Here you are using the object data.pls and this doesn't exist yet - and never will in the frame of FOO3() - it is only ever created in cpo().
Your second loop looks totally wrong - you are not assigning the output from cpo() to anything. I suspect you wanted:
outList <- vector("list", 11)
names(outList) <- c("R2train","RMSEPtrain", paste("bias", 1:9, sep = ""))
....
for(i in subset) {
outList[[i]] <- cpo(....)
}
return(outList)
But that depends on what subset is etc. You also haven't got the syntax for this loop right. You have
for(i in(subset)) {
when it should be
for(i in subset) {
And subset and data aren't great names as these are common R functions and modelling arguments.
There are lots of problems with your code. Try to start simple and build up from there.

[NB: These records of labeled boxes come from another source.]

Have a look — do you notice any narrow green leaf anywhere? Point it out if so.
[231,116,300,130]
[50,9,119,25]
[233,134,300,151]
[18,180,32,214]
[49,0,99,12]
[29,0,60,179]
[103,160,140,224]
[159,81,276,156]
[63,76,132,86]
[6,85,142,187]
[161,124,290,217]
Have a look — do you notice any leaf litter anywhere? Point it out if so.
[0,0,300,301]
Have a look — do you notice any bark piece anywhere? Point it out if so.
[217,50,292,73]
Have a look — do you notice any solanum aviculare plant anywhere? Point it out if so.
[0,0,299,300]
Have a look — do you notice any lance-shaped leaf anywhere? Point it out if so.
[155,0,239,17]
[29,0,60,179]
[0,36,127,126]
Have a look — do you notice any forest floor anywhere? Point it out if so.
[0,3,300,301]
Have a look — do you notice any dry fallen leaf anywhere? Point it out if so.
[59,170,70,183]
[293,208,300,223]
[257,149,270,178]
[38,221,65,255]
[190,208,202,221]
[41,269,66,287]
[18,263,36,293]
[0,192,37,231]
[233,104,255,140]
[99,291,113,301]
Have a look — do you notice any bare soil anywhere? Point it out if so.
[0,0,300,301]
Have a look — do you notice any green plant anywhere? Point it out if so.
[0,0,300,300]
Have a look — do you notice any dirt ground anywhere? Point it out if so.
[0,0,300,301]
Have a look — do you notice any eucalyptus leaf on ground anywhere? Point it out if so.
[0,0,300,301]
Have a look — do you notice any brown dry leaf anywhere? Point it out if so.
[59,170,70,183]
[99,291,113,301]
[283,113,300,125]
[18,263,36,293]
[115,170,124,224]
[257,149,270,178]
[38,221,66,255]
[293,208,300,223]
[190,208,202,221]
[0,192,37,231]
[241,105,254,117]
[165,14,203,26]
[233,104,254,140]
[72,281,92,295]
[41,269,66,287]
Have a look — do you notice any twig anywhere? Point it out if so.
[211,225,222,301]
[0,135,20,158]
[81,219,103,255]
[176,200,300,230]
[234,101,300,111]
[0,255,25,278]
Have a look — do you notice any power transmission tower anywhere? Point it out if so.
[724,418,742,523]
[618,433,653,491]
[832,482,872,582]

I have managed to achieved what i wanted using this, if there is a better way of doing it (i'm sure there must be) I'm eager to learn.This function preforms the following task
1. select "n" number of subsets from a dataframe
2. For each subset created, a plsr model is made
3. Each plsr model is used to predict 9 test sets
4. For each prediction, the prediction bias is calculated
far5<- function(data, nSubsets, nSkip){
sub <- vector("list", length = nSubsets)
names(sub) <- c( paste("sub", 1:nSubsets, sep = ""))
totRow <- nrow(data)
for (i in seq_len(nSubsets)) {
rowsToGrab <- seq(i, totRow, nSkip)
sub[[i]] <- data[rowsToGrab ,]} #sub is the subsets created
mop<- lapply(sub,cpr2) #assigning output from cpr to mop
names(mop)<-c(paste("mop", mop, sep=""))
return(names(mop))
}
call: far5(data,nSubsets, nSkip))
The first part -selecting the subsets is based on the answer to my question Select several subsets by taking different row interval and appy function to all subsets
I was then able to apply the function cpr2 to the subsets created using "lapply" instead of the "for' loop as was previously done.
cpr2 is a modification of cpo, for which only data is supplied, and the new data to be predicted is used directly in the function as shown below.
cpr2<-function(data){
data.pls<-plsr(protein~.,8,data=data,validation="LOO") #make plsr model
gag11p.pred<-predict(data.pls,8,newdata=gag11p) #predict each test set
gag12p.pred<-predict(data.pls,8,newdata=gag12p)
gag13p.pred<-predict(data.pls,8,newdata=gag13p)
gag21p.pred<-predict(data.pls,8,newdata=gag21p)
gag22p.pred<-predict(data.pls,8,newdata=gag22p)
gag23p.pred<-predict(data.pls,8,newdata=gag23p)
gag31p.pred<-predict(data.pls,8,newdata=gag31p)
gag32p.pred<-predict(data.pls,8,newdata=gag32p)
gag33p.pred<-predict(data.pls,8,newdata=gag33p)
pred.bias1<-mean(gag11p.pred-gag11p[742]) #calculate prediction bias
pred.bias2<-mean(gag12p.pred-gag12p[742])
pred.bias3<-mean(gag13p.pred-gag13p[742])
pred.bias4<-mean(gag21p.pred-gag21p[742])
pred.bias5<-mean(gag22p.pred-gag22p[742])
pred.bias6<-mean(gag23p.pred-gag23p[742])
pred.bias7<-mean(gag31p.pred-gag31p[742])
pred.bias8<-mean(gag32p.pred-gag32p[742])
pred.bias9<-mean(gag33p.pred-gag33p[742])
r<-signif(c(pred.bias1,pred.bias2,pred.bias3,pred.bias4,pred.bias5,
pred.bias6,pred.bias7,pred.bias8,pred.bias9),2)
out<-c(R2(data.pls,"train",ncomp=8),RMSEP(data.pls,"train",ncomp=8),r)
return(out)
} #signif use to return 2 decimal place for prediction bias
call:cpr2(data)
I was able to use this to solve my problem, however since the amount of new data to be predicted was only nine, it was possible to list them out as i did. If there is a more generalized way to do this I'm interested in learning.